= New Castle Branch (Pennsylvania Railroad) =

The New Castle Branch was a rail line owned and operated by the Pennsylvania Railroad in the U.S. state of Pennsylvania. The line ran from New Castle north to Stoneboro (later Mercer), and is now entirely abandoned. At its south end, the line intersected the Erie and Pittsburgh Branch and Mahoningtown Branch. When the New Castle Branch ended at Stoneboro, the PRR had trackage rights east along the New York Central Railroad's Stoneboro Branch to Oil City and the Allegheny Branch, Chautauqua Branch, and Salamanca Branch.

The New Castle Branch (and the Wolf Creek Branch, a short spur of it) was the only part of the Western New York and Pennsylvania Railway operated by the Pennsylvania Company as part of the Lines West of Pittsburgh rather than by the Pennsylvania Railroad as part of the Lines East of Pittsburgh.

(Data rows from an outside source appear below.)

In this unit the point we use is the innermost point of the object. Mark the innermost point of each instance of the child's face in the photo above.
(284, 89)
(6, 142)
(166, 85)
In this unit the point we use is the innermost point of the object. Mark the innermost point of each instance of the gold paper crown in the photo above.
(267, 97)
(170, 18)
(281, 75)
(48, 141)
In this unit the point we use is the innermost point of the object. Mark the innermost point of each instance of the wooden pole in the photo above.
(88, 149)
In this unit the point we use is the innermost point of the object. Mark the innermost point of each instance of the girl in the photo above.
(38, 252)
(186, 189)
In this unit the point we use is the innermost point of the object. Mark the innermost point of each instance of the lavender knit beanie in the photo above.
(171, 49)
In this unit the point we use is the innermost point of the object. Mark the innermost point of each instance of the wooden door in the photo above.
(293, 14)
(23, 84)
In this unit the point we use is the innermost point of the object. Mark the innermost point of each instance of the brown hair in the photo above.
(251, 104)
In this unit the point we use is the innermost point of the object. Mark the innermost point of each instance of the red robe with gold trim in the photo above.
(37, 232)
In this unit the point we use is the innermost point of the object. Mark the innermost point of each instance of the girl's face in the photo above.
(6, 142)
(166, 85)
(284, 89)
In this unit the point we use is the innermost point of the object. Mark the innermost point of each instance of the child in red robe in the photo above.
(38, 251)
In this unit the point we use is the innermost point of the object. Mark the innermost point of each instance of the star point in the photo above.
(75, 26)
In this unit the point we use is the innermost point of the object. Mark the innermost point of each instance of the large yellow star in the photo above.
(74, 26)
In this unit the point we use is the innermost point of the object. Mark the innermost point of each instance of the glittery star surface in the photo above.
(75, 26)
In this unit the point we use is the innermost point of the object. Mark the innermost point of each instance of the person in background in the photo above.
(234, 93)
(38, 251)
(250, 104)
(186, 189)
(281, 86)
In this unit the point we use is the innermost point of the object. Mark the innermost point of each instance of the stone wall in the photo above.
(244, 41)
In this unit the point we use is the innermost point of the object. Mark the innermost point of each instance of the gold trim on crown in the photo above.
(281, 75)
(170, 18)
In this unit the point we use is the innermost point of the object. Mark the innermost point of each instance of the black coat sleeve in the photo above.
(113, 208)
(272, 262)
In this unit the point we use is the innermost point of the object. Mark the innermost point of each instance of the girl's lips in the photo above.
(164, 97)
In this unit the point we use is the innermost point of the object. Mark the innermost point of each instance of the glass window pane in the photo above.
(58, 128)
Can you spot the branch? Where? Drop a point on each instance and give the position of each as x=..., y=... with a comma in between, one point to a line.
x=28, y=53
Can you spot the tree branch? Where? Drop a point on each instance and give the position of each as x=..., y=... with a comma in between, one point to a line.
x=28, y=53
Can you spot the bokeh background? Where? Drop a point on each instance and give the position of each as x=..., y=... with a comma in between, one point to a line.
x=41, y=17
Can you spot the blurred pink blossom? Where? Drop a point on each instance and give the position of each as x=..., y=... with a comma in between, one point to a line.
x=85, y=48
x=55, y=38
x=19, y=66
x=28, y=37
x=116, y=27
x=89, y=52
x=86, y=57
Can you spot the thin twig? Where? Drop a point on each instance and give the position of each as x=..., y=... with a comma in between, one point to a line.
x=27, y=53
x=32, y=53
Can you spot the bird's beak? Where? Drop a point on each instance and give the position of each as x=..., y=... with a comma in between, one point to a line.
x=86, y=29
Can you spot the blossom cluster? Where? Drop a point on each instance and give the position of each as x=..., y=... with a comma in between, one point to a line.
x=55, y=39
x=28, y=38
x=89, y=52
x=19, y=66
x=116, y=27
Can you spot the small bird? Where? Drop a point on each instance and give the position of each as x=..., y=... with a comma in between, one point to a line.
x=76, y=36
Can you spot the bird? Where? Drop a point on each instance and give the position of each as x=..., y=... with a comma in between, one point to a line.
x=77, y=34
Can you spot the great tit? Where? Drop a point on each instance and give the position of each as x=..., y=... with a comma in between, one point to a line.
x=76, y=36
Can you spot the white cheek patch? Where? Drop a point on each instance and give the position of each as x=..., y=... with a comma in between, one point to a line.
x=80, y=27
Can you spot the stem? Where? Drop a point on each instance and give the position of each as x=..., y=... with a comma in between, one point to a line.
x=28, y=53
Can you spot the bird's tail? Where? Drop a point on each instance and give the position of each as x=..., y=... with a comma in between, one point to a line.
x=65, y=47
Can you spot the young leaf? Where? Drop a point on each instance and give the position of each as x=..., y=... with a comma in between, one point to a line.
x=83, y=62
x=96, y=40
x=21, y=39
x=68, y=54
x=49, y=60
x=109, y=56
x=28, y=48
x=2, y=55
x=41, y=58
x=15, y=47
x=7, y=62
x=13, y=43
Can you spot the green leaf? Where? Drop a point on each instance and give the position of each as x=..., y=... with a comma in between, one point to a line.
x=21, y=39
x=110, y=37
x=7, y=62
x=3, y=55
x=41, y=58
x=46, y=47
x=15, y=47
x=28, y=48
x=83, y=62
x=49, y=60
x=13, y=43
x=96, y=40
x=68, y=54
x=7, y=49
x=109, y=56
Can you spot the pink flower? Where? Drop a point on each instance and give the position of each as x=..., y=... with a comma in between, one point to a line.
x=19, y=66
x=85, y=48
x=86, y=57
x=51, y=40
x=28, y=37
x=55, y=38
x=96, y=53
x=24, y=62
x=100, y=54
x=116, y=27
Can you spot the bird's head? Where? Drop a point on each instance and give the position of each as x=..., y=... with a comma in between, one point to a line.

The Pennsylvania Company also operated the trackage rights from Stoneboro to Oil City.

==History==
The New Castle and Franklin Railroad opened the line from New Castle to Mercer Junction in 1873 and to Stoneboro in 1874. The NC&F was sold at foreclosure and reorganized in 1881 as the New Castle and Oil City Railroad, which was merged into the Oil City and Chicago Railroad and then the Buffalo, New York and Philadelphia Railroad in 1882. The BNY&P was reorganized as the Western New York and Pennsylvania Railroad in 1887, and again as the Western New York and Pennsylvania Railway in 1895. The Pennsylvania Railroad leased the WNY&P in 1900, including the New Castle Branch, which was immediately subleased to the Pennsylvania Company.

The lease (and other Pennsylvania Company leases) was returned to the PRR in 1918. Passenger service was last operated over the branch on June 9, 1931, and the line north of Houston Junction (near Mercer) was abandoned in 1938.